Nielsen: Marketing ‘Gravy Train’ to Derail by 2020

July 30, 2009

A graying population, slowing birth rate and increasing ethnic diversity will change the face and buying patterns of consumers in the US and will require that marketers of the future reach a shrinking pie of older and multi-cultural demographics in more effective ways, according to an analysis from The Nielsen Company.

Though the current economic downturn is already straining marketers and retailers, Nielsen expects discretionary spending to return to moderate levels in the short term. However, the analysis shows that both the US and the developed world can expect rough times in coming years because of the way the population is changing.

Key insights from the analysis:

  • Baby Boomers Will Become a Burden: Though Baby Boomers are currently a boon to the US economy, they will become more of a burden as they continue to age, retire, lose spending power and tax the social systems intended to support them. A corresponding decline in the number of new births that began in the 1970s means there won’t be enough younger consumers to balance the Boomers out.
  • Disadvantaged Segments Will Grow: At the same time as the Baby Boom generation ages, birth rates remain low and household sizes decrease, the most economically-disadvantaged market segments are expected to grow, putting unprecedented pressure on per-capita spending. Nielsen estimates that between now and 2020, the US will experience very minor growth in per-household spending. After that, spending on consumer products will continue to fall through 2020 in constant dollars:


  • Older Consumers Will Need Different Products: Though older consumers will lose some of their spending power, they will still be a viable segment for companies willing, able and savvy enough to market to them. In terms of demographics, by 2037, nearly one in three households will be headed by someone age 65+. Of them, nearly three-quarters will be non-Hispanic white, nearly half will be single, and the majority will be women.
  • Multiculturalism Will Explode: Though households of the future are projected to be smaller, their ethnic and racial makeup will differ dramatically from today. By 2025, more than half of all families with children will be multi-cultural and less than half will be native-born non-Hispanic white.

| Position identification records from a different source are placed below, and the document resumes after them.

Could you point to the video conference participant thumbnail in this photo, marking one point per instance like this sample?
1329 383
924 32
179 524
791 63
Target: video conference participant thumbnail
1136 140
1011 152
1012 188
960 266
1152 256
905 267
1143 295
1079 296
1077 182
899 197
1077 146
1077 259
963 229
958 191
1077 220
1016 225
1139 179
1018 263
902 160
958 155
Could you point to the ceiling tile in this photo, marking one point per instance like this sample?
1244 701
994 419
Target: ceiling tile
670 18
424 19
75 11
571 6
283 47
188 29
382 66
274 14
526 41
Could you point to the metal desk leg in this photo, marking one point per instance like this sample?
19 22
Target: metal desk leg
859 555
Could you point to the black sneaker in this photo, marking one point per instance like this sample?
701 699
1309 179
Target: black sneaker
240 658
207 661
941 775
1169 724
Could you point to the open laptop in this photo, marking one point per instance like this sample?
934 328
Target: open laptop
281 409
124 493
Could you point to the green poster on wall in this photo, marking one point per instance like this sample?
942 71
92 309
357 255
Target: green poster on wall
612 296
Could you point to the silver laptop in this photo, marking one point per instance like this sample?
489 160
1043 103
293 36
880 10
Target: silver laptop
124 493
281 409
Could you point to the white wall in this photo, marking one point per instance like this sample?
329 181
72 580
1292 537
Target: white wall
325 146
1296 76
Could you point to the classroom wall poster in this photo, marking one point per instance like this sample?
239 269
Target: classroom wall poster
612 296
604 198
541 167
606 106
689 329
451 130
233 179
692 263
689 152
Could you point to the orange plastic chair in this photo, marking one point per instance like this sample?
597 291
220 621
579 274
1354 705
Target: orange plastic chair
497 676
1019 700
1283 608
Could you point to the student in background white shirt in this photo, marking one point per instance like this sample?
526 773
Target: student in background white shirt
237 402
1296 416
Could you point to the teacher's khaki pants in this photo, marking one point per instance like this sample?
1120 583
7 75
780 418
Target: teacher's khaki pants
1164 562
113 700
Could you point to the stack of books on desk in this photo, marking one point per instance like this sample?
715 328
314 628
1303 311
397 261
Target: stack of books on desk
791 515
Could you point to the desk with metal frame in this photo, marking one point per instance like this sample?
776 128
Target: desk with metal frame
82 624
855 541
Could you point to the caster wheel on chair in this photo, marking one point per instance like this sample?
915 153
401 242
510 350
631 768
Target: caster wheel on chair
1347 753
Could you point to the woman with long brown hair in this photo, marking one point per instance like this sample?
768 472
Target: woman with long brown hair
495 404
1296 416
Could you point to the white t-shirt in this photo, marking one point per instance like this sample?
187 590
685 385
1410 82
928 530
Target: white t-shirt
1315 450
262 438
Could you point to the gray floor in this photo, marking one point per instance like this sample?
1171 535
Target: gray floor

Though Hispanics will be the largest group, Asians, African and Caribbean Blacks, among others, will make up significant shares. Reaching these demographics will require marketers to develop campaigns that embrace and understand this diversity.

Competition for Shrinking Pie

Overall, an aging population, decreased spending,? higher demand for products that target older and ethnic consumers and a fragmenting mass media landscape will present a multitude of challenges for marketers, especially in terms of redefining the concept of market share and competing for a piece of a much smaller pie.

“Marketers in the US and throughout the world are not accustomed to a shrinking pie, but rather are used to thriving marketplaces with robust spending growth,” said Doug Anderson, Nielsen SVP, research & development, who wrote the analysis.

“In the near future -? and for decades to come – this growth gravy train will be off the tracks, Anderson said. “Growth will only come from increasing share against competition. The new consumer marketplace of the US will bring new relevance to the phrase ‘share wars’.”